Первые четыре месяца за Отто строго следили. Контакты с внешним миром не допускались.

— Тело и кровь твои принадлежат фюреру, но душой ты еще со своими еврейскими захватчиками, — твердил директор. — Посему, юноша, посиди-ка на коротком поводке.

В спартанских условиях этого самоуверенного и самодовольного узилища вскоре стало ясно, что протестовать будет отнюдь не легко. У Отто имелся план: по любому поводу драться со всеми, пока его не убьют или не вышвырнут вон. Однако возникла проблема: чем больше он дрался, тем увереннее росла его репутация «горячего немца». Каждый нанесенный или полученный удар укреплял всеобщую веру в его редкостную «кровь»: никакой еврей не способен на этакие мужество и преданность. Отто обладал этими качествами вопреки тлетворному влиянию, и это лишний раз доказывало нацистскую расовую теорию. Почетная задача, считал директор, заключается в том, чтобы направить отменный бойцовский дух воспитанника в нужное русло. Сложность ее только подтверждала, сколь злонамеренно манипулировали своим выкормышем коварные евреи. Бесконечные драки, повторял директор, говорят лишь о породистости Отто и злобной хитрости его приемных родителей.

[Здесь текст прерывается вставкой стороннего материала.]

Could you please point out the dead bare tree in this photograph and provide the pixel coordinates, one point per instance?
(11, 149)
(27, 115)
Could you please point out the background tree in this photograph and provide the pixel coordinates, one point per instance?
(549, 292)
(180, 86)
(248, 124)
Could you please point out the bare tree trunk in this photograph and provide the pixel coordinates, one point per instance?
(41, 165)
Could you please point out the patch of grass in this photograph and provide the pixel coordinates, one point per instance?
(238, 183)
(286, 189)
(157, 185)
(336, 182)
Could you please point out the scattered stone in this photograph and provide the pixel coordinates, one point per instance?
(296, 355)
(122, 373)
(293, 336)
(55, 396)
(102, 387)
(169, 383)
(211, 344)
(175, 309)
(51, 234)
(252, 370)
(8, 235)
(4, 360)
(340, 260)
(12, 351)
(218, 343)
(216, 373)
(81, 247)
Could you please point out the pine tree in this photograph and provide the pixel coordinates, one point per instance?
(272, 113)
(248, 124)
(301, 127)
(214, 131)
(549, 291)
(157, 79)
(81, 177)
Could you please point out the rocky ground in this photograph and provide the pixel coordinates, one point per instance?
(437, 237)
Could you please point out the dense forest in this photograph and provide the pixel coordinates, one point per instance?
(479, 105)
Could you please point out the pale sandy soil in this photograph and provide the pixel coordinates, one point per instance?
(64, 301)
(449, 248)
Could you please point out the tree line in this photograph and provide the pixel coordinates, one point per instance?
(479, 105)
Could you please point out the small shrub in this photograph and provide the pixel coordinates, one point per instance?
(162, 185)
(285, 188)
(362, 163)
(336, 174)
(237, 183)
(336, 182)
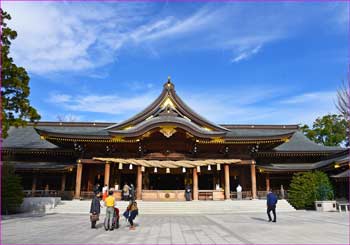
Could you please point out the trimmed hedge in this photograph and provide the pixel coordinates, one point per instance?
(11, 190)
(308, 187)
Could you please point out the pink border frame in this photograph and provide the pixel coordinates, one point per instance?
(168, 1)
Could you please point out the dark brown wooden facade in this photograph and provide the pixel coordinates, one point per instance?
(160, 150)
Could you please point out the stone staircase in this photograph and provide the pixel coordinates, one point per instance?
(193, 207)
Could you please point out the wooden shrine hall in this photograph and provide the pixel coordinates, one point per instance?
(161, 150)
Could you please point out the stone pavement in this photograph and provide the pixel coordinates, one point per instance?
(294, 227)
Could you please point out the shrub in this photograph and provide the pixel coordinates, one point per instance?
(308, 187)
(11, 190)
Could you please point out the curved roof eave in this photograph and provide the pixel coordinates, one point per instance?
(164, 121)
(168, 91)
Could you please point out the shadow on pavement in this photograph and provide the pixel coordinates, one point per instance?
(260, 219)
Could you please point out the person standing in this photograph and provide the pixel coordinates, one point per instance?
(271, 205)
(239, 192)
(133, 212)
(126, 190)
(95, 210)
(97, 188)
(188, 192)
(109, 211)
(104, 192)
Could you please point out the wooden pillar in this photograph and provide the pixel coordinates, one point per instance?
(78, 179)
(227, 181)
(253, 177)
(139, 184)
(63, 182)
(107, 172)
(195, 184)
(267, 182)
(34, 185)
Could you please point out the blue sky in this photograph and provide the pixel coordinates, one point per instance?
(239, 63)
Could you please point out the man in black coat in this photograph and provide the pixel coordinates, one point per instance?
(95, 210)
(271, 201)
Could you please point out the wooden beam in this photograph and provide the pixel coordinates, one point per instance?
(34, 185)
(63, 182)
(267, 178)
(227, 181)
(195, 184)
(253, 177)
(78, 180)
(107, 173)
(139, 184)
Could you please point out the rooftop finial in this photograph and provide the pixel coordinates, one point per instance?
(169, 84)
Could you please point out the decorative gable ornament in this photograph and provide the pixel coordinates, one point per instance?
(167, 131)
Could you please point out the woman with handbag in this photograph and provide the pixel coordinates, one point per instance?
(95, 210)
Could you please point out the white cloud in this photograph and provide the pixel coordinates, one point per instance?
(57, 37)
(246, 54)
(105, 104)
(321, 97)
(240, 107)
(233, 106)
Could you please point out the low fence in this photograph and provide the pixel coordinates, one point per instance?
(246, 195)
(64, 195)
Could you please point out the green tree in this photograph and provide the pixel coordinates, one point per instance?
(16, 109)
(328, 130)
(11, 190)
(343, 106)
(306, 188)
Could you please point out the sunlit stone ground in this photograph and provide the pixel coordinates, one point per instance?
(292, 227)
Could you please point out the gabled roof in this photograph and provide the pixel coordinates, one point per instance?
(299, 142)
(25, 137)
(339, 158)
(168, 104)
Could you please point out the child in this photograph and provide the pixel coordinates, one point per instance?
(131, 213)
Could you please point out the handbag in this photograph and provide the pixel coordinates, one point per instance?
(94, 217)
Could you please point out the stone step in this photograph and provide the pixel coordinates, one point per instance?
(194, 207)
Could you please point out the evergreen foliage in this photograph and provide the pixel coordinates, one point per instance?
(11, 190)
(308, 187)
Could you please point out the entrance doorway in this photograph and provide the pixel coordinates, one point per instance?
(206, 182)
(127, 178)
(166, 182)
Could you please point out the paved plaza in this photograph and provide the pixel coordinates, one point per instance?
(292, 227)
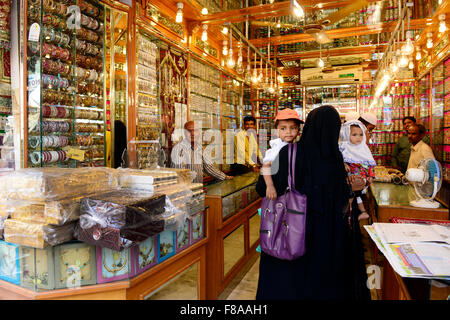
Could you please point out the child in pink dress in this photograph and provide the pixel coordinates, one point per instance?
(357, 158)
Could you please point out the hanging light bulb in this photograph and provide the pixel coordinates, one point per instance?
(271, 87)
(403, 61)
(225, 47)
(225, 30)
(320, 63)
(280, 79)
(408, 47)
(260, 76)
(205, 34)
(230, 62)
(179, 16)
(429, 40)
(248, 76)
(418, 53)
(255, 75)
(239, 64)
(442, 25)
(298, 10)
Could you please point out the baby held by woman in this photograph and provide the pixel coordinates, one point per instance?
(287, 123)
(358, 159)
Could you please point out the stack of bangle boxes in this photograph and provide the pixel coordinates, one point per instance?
(74, 263)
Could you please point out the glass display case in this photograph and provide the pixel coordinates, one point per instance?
(437, 113)
(265, 107)
(342, 97)
(148, 125)
(204, 107)
(204, 95)
(446, 142)
(65, 91)
(116, 75)
(390, 110)
(424, 101)
(235, 194)
(247, 107)
(230, 116)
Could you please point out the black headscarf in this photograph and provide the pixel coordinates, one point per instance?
(319, 165)
(320, 171)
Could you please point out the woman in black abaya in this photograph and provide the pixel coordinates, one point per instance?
(326, 270)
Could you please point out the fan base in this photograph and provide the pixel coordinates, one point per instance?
(424, 203)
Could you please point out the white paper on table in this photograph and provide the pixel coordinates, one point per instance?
(410, 232)
(436, 257)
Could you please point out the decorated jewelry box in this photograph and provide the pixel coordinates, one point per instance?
(166, 245)
(197, 202)
(183, 236)
(37, 235)
(75, 265)
(197, 227)
(145, 254)
(9, 262)
(114, 265)
(150, 180)
(37, 268)
(48, 212)
(120, 218)
(39, 184)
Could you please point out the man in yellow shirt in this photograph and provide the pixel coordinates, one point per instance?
(247, 155)
(419, 149)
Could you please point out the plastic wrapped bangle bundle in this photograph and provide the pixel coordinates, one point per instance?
(48, 157)
(55, 126)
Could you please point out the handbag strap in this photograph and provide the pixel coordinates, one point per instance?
(291, 165)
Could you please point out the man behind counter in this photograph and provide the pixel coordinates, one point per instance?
(419, 149)
(402, 149)
(247, 155)
(188, 154)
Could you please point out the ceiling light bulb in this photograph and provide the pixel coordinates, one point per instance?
(179, 16)
(231, 62)
(225, 47)
(418, 55)
(408, 47)
(403, 62)
(205, 34)
(320, 63)
(430, 40)
(442, 26)
(298, 11)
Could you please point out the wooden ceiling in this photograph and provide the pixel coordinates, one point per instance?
(193, 20)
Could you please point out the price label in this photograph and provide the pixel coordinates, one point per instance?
(74, 153)
(33, 35)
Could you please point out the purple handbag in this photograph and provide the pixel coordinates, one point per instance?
(283, 221)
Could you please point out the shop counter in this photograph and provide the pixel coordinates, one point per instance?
(388, 200)
(170, 265)
(233, 229)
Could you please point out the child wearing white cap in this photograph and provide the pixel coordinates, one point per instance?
(357, 157)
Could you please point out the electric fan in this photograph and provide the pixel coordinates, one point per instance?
(427, 180)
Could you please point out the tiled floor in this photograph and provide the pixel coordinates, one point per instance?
(244, 286)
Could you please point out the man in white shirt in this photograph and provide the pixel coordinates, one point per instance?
(419, 149)
(188, 154)
(247, 154)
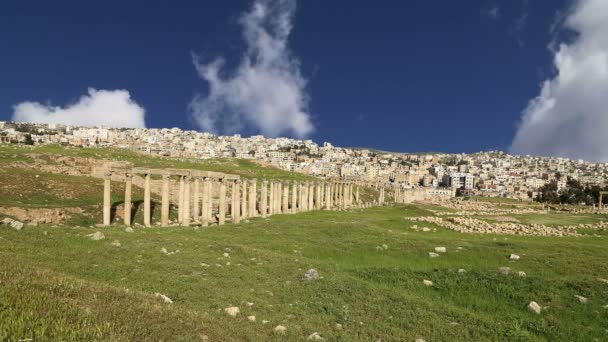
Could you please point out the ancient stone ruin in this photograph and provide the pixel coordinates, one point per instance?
(206, 197)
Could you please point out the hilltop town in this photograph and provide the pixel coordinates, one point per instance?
(491, 173)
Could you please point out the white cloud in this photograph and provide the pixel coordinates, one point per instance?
(570, 116)
(113, 108)
(266, 92)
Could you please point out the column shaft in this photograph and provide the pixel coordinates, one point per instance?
(222, 205)
(147, 200)
(164, 211)
(127, 204)
(187, 213)
(107, 200)
(264, 198)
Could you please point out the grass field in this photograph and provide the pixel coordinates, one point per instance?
(57, 284)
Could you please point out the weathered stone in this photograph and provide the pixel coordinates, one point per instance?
(534, 307)
(232, 311)
(504, 270)
(311, 275)
(164, 298)
(280, 329)
(315, 336)
(581, 299)
(96, 236)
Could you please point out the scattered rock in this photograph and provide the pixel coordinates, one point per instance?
(311, 275)
(96, 236)
(16, 225)
(534, 307)
(315, 336)
(232, 311)
(279, 329)
(164, 298)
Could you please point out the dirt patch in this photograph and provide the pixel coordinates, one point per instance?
(40, 215)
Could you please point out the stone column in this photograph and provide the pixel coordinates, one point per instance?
(319, 196)
(311, 195)
(253, 194)
(164, 210)
(196, 201)
(264, 198)
(206, 201)
(285, 203)
(222, 205)
(187, 212)
(107, 199)
(301, 199)
(244, 213)
(235, 212)
(180, 200)
(294, 196)
(127, 204)
(147, 211)
(271, 199)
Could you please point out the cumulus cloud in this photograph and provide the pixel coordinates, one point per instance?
(266, 92)
(570, 116)
(113, 108)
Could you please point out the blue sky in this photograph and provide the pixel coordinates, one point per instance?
(395, 75)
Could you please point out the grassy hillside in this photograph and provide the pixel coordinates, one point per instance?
(371, 263)
(245, 168)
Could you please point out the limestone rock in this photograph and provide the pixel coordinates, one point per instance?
(232, 311)
(534, 307)
(97, 236)
(315, 336)
(164, 298)
(280, 329)
(311, 275)
(16, 225)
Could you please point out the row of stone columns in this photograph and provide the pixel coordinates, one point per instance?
(245, 200)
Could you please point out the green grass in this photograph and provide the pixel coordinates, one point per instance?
(61, 285)
(245, 168)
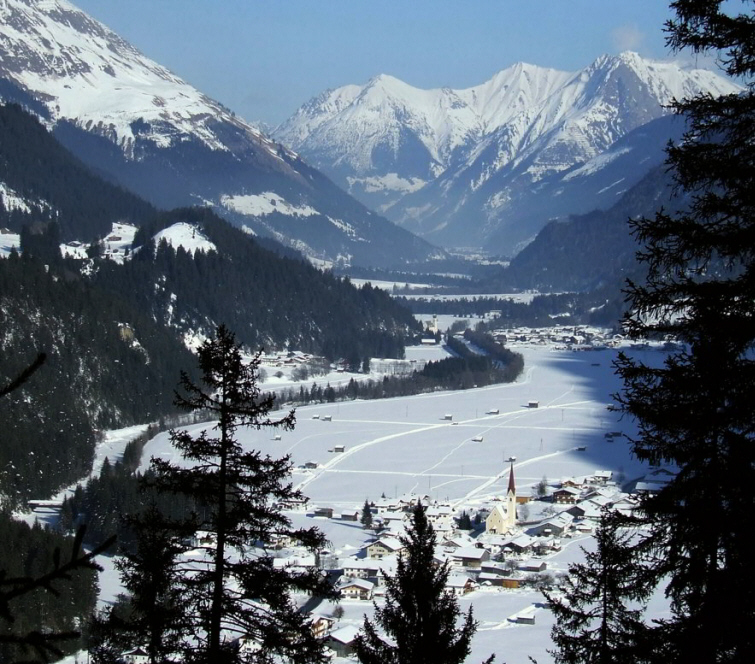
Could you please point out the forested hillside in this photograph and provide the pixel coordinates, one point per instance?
(108, 364)
(114, 333)
(44, 182)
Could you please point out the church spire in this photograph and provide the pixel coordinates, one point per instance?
(511, 500)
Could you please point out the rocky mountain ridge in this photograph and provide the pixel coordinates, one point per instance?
(146, 129)
(462, 167)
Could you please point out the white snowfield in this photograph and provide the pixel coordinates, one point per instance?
(519, 109)
(396, 446)
(93, 77)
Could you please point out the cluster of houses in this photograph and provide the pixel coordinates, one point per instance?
(509, 553)
(570, 337)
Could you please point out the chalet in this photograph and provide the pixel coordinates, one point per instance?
(438, 514)
(360, 568)
(459, 585)
(555, 526)
(489, 579)
(341, 641)
(384, 547)
(497, 522)
(470, 557)
(522, 544)
(136, 656)
(566, 495)
(247, 646)
(327, 512)
(357, 589)
(526, 617)
(298, 504)
(532, 566)
(387, 505)
(321, 625)
(602, 476)
(585, 509)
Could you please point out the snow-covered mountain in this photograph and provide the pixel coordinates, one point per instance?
(461, 167)
(132, 119)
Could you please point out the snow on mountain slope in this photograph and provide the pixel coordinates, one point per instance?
(88, 74)
(129, 117)
(187, 236)
(458, 165)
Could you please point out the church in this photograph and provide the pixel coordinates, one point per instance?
(503, 517)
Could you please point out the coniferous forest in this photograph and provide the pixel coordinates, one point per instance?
(89, 344)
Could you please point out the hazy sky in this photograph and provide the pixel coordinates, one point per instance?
(264, 58)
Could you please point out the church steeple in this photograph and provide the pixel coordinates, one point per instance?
(511, 499)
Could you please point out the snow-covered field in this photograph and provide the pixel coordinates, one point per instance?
(402, 445)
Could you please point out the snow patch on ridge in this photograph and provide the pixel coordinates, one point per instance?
(260, 205)
(596, 163)
(387, 182)
(187, 236)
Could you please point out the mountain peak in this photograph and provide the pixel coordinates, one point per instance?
(453, 164)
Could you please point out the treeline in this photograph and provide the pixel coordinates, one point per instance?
(268, 300)
(108, 365)
(54, 185)
(29, 552)
(603, 306)
(464, 371)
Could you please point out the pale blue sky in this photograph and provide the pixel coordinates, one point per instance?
(264, 58)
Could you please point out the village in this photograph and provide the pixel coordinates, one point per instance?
(514, 478)
(506, 545)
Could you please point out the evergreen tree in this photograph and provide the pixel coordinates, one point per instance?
(153, 613)
(594, 624)
(236, 590)
(419, 616)
(366, 518)
(695, 412)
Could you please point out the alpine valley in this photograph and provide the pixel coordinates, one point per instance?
(487, 167)
(137, 124)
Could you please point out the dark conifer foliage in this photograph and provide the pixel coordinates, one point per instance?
(55, 185)
(236, 589)
(268, 299)
(153, 611)
(44, 597)
(695, 412)
(108, 364)
(599, 619)
(48, 589)
(420, 618)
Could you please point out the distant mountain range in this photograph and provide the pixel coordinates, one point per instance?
(138, 124)
(489, 166)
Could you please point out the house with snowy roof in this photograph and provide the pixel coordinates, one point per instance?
(360, 568)
(470, 557)
(357, 589)
(459, 585)
(136, 656)
(321, 625)
(502, 518)
(383, 547)
(566, 495)
(554, 526)
(341, 641)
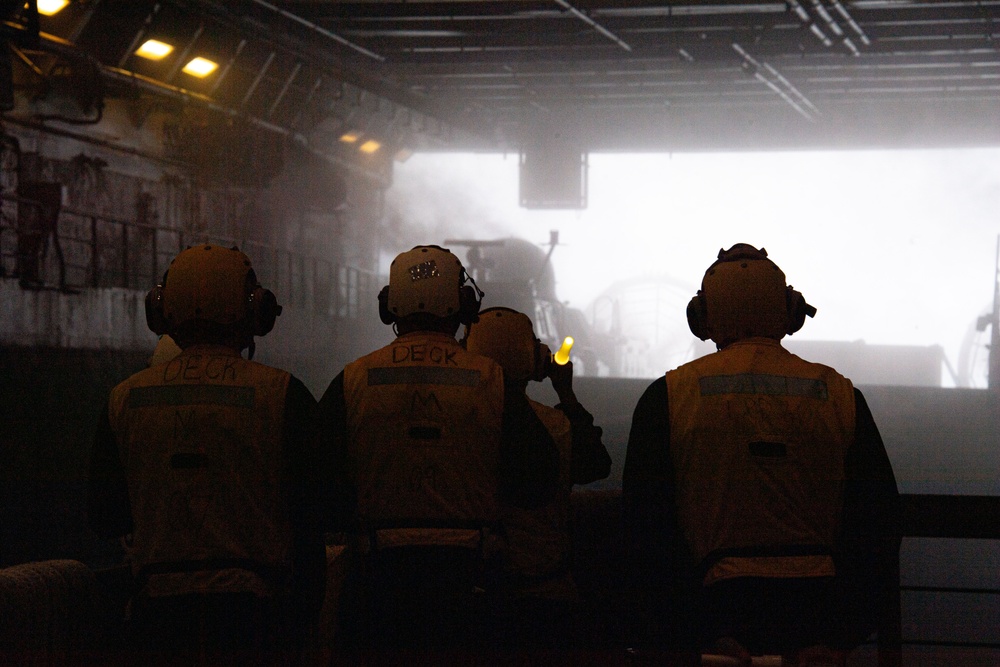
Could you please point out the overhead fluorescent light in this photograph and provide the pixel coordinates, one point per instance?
(50, 7)
(200, 67)
(154, 49)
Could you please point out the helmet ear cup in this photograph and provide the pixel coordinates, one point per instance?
(697, 316)
(798, 309)
(155, 319)
(263, 309)
(383, 306)
(468, 305)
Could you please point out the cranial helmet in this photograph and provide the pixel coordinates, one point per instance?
(214, 285)
(507, 337)
(428, 280)
(743, 295)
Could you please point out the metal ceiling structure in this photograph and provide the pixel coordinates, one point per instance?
(658, 75)
(598, 75)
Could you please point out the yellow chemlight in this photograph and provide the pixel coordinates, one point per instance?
(200, 67)
(562, 355)
(154, 49)
(50, 7)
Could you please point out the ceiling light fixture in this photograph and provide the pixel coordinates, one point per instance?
(200, 67)
(154, 49)
(50, 7)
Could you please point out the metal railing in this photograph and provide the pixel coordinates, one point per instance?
(89, 250)
(937, 516)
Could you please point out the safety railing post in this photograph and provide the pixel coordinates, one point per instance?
(156, 255)
(125, 255)
(95, 258)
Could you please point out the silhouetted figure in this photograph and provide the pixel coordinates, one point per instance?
(547, 613)
(433, 443)
(203, 462)
(760, 505)
(37, 222)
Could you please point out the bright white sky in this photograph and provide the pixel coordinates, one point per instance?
(891, 247)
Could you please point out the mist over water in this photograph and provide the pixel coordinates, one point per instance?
(895, 248)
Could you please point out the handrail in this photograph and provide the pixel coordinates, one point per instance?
(97, 250)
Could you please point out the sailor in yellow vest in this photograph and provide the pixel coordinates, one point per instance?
(547, 611)
(204, 463)
(433, 442)
(756, 487)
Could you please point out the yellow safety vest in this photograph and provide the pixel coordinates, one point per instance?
(200, 442)
(423, 427)
(758, 438)
(538, 540)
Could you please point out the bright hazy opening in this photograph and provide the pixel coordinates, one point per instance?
(894, 248)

Отто пользовался недоуменным уважением однокашников, что еще больше его бесило. Уже после первого боксерского поединка, в котором он выстоял три раунда против чемпиона школы, его признали бойцом — единственная добродетель, почитавшаяся в сем учебном заведении. Свирепая драчливость Отто, его готовность в любой момент сцепиться с кем угодно изумляли и даже подкупали. На окружающих всегда действовало обаяние его открытого симпатичного лица (когда оно не было до неузнаваемости обезображено фингалами), и то же самое случилось в «Напола» — очень скоро Отто превратился в этакого школьного любимца, дорогого пса с инстинктом убийцы и отменно злым нравом. Если его приручить, он станет гордостью своей породы.

От досады Отто буквально сатанел. Враги не отвечали ему лютой ненавистью. И даже, как вскоре он понял, его жалели. Дескать, славный парень, загубленный евреями. Антисемитизм был главным учебным предметом, независимо от темы предварявшим каждый урок, и Отто стал живым символом школьного кредо. Отважен, агрессивен и упорен по крови, но изуродован воспитанием.

Тихо лежа в спальне среди одноклассников, с которыми не разговаривал, но ежедневно дрался, Отто понял, что надо менять стратегию. Одними драками ничего не добьешься.

Он чуть усмехнулся, представив, как это признание развеселило бы Пауля.

Отто ужасно скучал по брату.

Пауль — умник, мыслитель, стратег. Он бы знал, как себя вести. Разработал бы план. Как всегда.

Воспоминания о брате лишь обостряли беспросветное одиночество. Настолько отчаянное, что иногда Отто подмывало сдружиться с кем-нибудь из одноклассников. Не такие уж они злыдни, эти сынки помещиков и партийцев. Всех учеников объединяло противостояние жесточайшей школьной дисциплине, считавшейся единственным средством воспитания будущих лидеров. Юношей, как их здесь называли, беспрестанно изводили садисты-старосты, которые и сами-то были чуть старше. Общие тяготы сплачивали учеников, и в команде было бы легче. Но Отто не мог себе этого позволить. Ни за что. Те же самые ребята, что играли в расшибалочку, ржали над пердунами, обменивались неприличными открытками и сравнивали следы от регулярных порок, считали паразитами его мать и любимую девушку.

Невозможно об этом забыть ради облегчения жизни в застенке. Невозможно.

Однако спустя некоторое время Отто поймал себя на том, что понемногу идет на уступки тюремщикам. Злоба его не стихала, но теперь он пытался ею управлять. Стало ясно, что открытой агрессией он только себе вредит.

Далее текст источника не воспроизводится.